PHOENIX -- As 2025 approaches, now is the perfect time to take charge of your financial future. Retirement planning can feel overwhelming, but with the right guidance, you can avoid costly pitfalls and set yourself up for success. Matt Dages, president and founder of Bright Wealth Management, shared essential insights on how to take a proactive approach to retirement planning.
Why start now?
Procrastination can lead to higher taxes, unnecessary stress and missed opportunities. Dages emphasized the importance of creating a detailed retirement plan.
"It's like preparing for a vacation -- you can't get there without a plan," he said.
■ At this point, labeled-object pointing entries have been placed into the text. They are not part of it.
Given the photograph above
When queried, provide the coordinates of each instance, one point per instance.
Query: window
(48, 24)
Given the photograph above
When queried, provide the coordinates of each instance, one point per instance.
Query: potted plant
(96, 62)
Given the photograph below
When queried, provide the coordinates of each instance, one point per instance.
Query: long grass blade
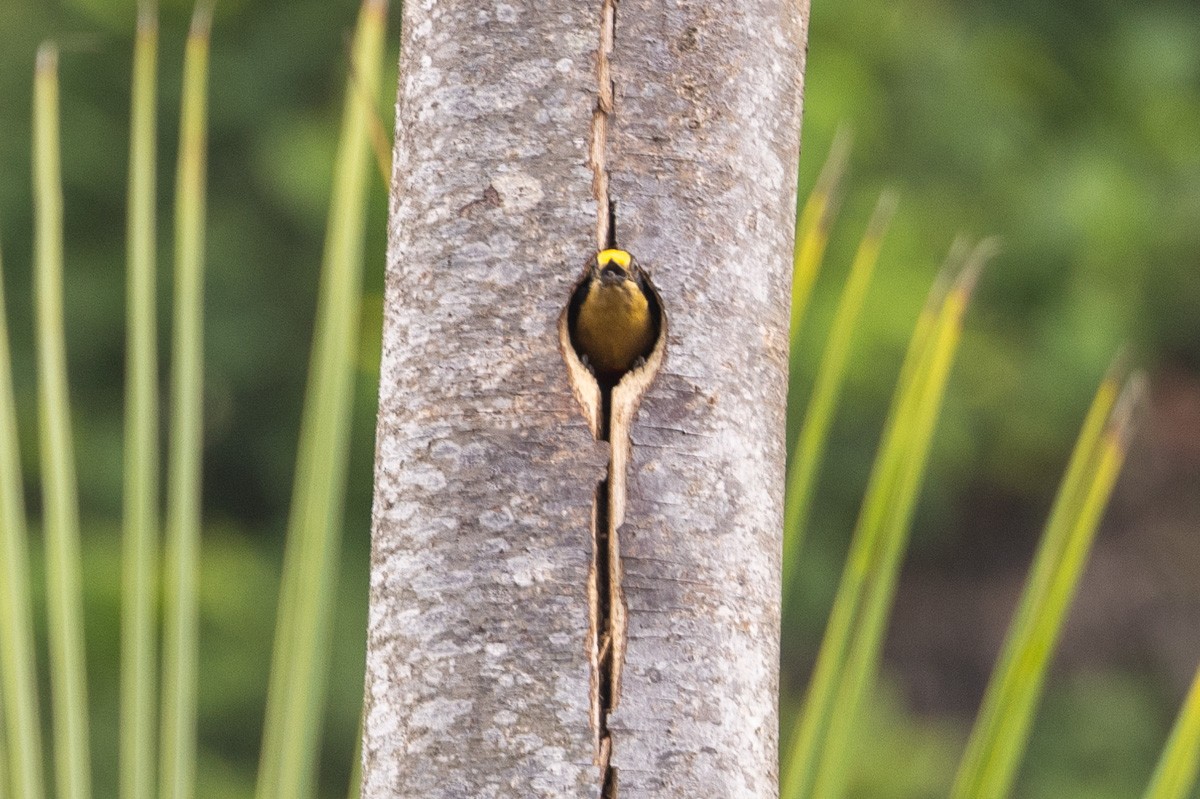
(810, 445)
(997, 740)
(921, 420)
(180, 595)
(863, 595)
(61, 508)
(297, 691)
(17, 666)
(1176, 773)
(813, 229)
(141, 535)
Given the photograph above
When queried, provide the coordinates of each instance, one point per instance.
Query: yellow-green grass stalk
(1176, 773)
(863, 564)
(999, 738)
(810, 445)
(813, 229)
(921, 419)
(18, 671)
(139, 568)
(59, 491)
(181, 631)
(307, 595)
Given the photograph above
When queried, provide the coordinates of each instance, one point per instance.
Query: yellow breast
(613, 328)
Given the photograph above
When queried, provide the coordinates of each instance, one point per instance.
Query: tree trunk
(544, 623)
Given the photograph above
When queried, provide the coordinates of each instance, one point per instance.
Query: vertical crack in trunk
(607, 641)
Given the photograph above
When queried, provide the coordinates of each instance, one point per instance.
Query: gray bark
(484, 650)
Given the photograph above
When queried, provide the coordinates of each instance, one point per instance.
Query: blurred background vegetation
(1069, 128)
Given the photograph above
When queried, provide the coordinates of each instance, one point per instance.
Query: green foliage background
(1069, 128)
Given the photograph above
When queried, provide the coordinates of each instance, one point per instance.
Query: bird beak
(613, 274)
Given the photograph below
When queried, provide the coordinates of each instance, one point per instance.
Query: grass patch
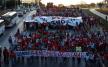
(104, 22)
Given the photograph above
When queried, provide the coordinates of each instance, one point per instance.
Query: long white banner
(45, 53)
(73, 21)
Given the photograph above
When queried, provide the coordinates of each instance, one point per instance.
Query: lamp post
(5, 1)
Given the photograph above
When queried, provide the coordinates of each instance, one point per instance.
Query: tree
(100, 5)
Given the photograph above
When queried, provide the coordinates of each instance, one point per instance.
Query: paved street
(99, 14)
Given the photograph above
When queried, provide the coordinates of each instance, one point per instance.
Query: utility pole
(5, 1)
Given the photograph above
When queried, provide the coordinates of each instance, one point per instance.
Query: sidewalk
(99, 14)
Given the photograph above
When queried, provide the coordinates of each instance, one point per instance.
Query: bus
(10, 19)
(2, 26)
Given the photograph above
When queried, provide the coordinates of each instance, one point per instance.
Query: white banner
(45, 53)
(73, 21)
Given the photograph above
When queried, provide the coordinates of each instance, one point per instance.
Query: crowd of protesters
(59, 38)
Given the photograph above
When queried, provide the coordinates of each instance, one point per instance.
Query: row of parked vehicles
(9, 19)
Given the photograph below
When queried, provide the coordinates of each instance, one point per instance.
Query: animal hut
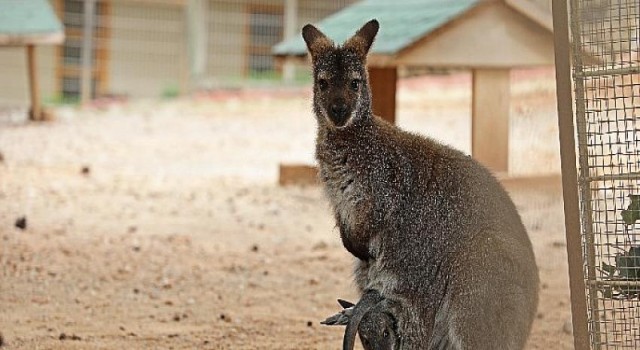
(488, 37)
(30, 23)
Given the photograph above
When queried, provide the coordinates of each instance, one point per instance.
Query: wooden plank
(297, 174)
(490, 118)
(570, 176)
(34, 113)
(383, 83)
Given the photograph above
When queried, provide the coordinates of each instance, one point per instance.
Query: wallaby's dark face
(341, 88)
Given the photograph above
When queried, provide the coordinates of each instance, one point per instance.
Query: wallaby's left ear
(363, 39)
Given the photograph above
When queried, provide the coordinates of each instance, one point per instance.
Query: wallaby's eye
(323, 84)
(355, 84)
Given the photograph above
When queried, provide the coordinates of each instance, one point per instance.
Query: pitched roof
(403, 22)
(29, 22)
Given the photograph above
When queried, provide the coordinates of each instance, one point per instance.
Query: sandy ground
(159, 225)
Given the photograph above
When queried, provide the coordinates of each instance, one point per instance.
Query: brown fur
(432, 230)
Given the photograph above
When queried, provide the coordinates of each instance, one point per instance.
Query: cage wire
(605, 41)
(145, 48)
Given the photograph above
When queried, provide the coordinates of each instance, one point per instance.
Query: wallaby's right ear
(315, 39)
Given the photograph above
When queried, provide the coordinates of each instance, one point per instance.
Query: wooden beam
(34, 89)
(383, 83)
(572, 219)
(490, 118)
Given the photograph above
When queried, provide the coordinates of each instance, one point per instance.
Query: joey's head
(341, 91)
(377, 331)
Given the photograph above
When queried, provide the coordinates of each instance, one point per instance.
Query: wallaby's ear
(363, 39)
(315, 39)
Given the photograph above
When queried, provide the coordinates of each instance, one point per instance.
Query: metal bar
(614, 283)
(613, 177)
(86, 85)
(569, 177)
(608, 71)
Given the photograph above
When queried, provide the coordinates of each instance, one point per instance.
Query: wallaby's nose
(339, 110)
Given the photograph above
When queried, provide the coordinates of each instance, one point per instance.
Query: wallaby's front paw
(341, 318)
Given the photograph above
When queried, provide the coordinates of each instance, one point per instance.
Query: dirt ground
(159, 224)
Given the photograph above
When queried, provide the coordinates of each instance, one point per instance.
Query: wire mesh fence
(606, 65)
(161, 48)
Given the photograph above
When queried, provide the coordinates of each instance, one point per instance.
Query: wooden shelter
(30, 23)
(489, 37)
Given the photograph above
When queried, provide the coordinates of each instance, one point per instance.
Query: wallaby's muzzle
(339, 113)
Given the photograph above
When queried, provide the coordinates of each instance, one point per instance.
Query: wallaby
(377, 327)
(434, 233)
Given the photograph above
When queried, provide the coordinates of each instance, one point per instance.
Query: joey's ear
(315, 39)
(363, 39)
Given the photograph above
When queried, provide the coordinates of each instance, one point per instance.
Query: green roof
(28, 18)
(402, 22)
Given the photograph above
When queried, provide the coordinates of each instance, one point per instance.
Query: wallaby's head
(341, 91)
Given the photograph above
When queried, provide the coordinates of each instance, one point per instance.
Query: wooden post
(383, 83)
(490, 118)
(572, 218)
(196, 14)
(34, 89)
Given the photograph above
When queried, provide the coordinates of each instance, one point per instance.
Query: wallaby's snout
(340, 91)
(339, 112)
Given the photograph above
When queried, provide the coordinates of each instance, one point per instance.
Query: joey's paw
(341, 318)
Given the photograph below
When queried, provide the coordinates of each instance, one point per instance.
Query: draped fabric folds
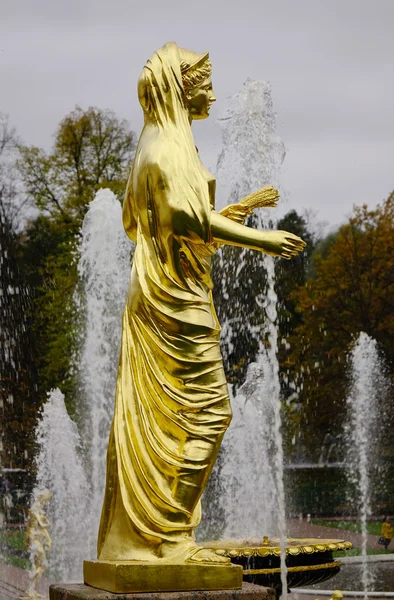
(172, 405)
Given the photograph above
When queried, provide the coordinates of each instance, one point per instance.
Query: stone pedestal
(79, 591)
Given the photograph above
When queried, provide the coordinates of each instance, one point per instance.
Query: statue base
(78, 591)
(129, 577)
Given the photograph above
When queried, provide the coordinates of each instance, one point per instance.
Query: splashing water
(60, 470)
(103, 269)
(361, 429)
(73, 467)
(252, 470)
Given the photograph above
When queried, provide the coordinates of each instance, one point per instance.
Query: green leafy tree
(92, 149)
(18, 376)
(352, 290)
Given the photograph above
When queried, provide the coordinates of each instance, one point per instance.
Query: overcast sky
(330, 63)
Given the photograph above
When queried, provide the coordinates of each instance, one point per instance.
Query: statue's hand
(282, 243)
(266, 197)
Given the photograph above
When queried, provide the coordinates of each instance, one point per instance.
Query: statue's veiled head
(176, 81)
(196, 70)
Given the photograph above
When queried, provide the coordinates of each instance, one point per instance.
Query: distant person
(386, 532)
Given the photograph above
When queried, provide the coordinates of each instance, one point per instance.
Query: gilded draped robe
(172, 404)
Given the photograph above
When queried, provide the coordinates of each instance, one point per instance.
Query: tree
(352, 291)
(92, 149)
(18, 376)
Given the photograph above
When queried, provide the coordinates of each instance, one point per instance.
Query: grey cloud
(330, 65)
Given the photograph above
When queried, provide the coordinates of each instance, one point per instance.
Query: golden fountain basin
(308, 561)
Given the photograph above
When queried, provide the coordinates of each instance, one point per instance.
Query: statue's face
(199, 100)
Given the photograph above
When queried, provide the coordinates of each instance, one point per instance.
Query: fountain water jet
(103, 269)
(60, 470)
(73, 467)
(361, 433)
(251, 158)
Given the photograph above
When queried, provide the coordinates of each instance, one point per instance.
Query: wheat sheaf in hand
(267, 197)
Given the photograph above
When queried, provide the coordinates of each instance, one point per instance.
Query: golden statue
(39, 542)
(172, 404)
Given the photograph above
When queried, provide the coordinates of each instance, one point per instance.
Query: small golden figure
(172, 404)
(38, 542)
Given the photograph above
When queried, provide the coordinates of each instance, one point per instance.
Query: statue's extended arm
(276, 243)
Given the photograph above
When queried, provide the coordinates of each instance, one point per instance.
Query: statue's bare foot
(203, 555)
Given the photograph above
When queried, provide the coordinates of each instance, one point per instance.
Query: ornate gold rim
(304, 546)
(332, 565)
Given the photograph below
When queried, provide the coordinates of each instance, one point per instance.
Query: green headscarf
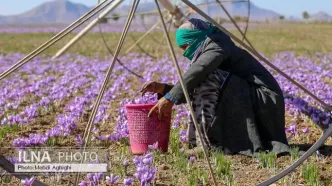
(193, 37)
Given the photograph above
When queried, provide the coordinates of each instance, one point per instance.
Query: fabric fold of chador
(204, 102)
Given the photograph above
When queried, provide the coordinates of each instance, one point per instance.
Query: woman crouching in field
(238, 104)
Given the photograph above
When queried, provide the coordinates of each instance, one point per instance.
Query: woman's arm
(210, 59)
(167, 88)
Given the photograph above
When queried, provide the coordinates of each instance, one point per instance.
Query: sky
(284, 7)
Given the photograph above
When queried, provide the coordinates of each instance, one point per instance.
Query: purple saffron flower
(128, 181)
(83, 183)
(112, 179)
(192, 159)
(305, 130)
(90, 176)
(154, 146)
(125, 163)
(183, 136)
(28, 182)
(292, 129)
(79, 140)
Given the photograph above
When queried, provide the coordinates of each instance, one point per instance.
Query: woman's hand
(153, 87)
(164, 107)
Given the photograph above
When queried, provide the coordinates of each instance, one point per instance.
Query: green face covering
(193, 37)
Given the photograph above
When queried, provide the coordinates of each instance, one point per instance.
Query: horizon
(293, 8)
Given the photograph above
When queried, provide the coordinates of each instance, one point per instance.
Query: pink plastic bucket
(144, 131)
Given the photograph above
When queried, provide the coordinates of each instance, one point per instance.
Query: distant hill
(58, 11)
(64, 11)
(321, 17)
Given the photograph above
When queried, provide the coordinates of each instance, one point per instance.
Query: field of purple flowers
(48, 102)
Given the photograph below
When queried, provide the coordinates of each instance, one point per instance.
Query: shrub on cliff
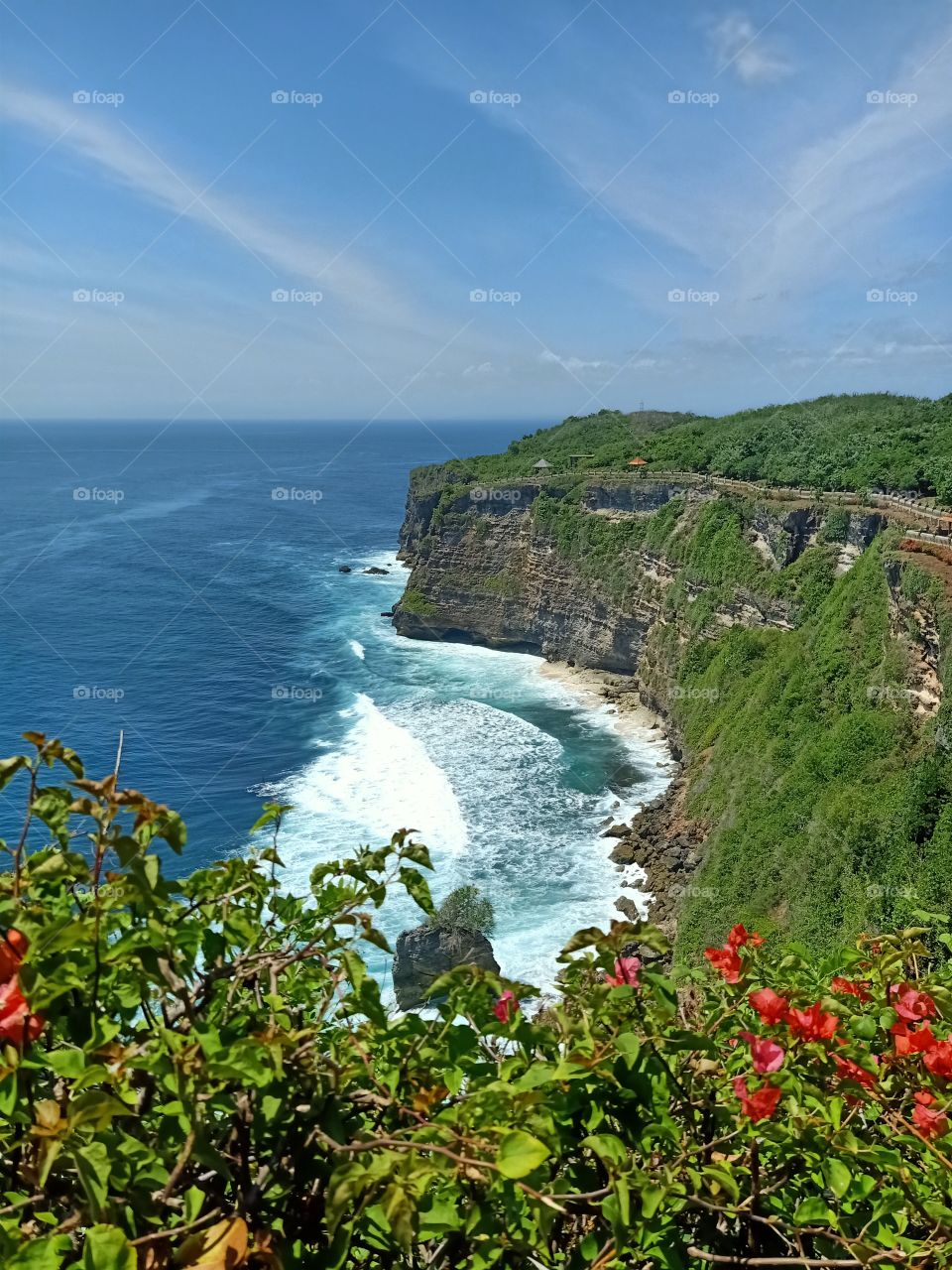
(466, 906)
(200, 1072)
This includes understanding key concepts like Required Minimum Distributions (RMDs), which force withdrawals from tax-deferred retirement accounts starting at a certain age.
The importance of RMDs
Many retirees are unaware of how RMDs work. Dages explained that without proper planning, retirees might face higher taxes in retirement than during their working years. "It's better to pay taxes on the acorn than the oak tree," he said, stressing the value of early tax planning to minimize the future burden.
Strategies for lower taxes
One effective strategy is considering Roth conversions during historically low tax rates. By moving funds from traditional accounts to Roth accounts now, you can avoid the "tax time bomb" later when rates rise. Dages noted that forward planning could save retirees 2-4% in taxes over time.
Debunking the retirement savings myth
While conventional advice suggests needing $2-$3 million to retire comfortably, Dages challenges this notion.
"Retirement is personal," he said.
A well-thought-out plan tailored to your needs can provide a comfortable retirement, even without meeting the lofty benchmarks touted online.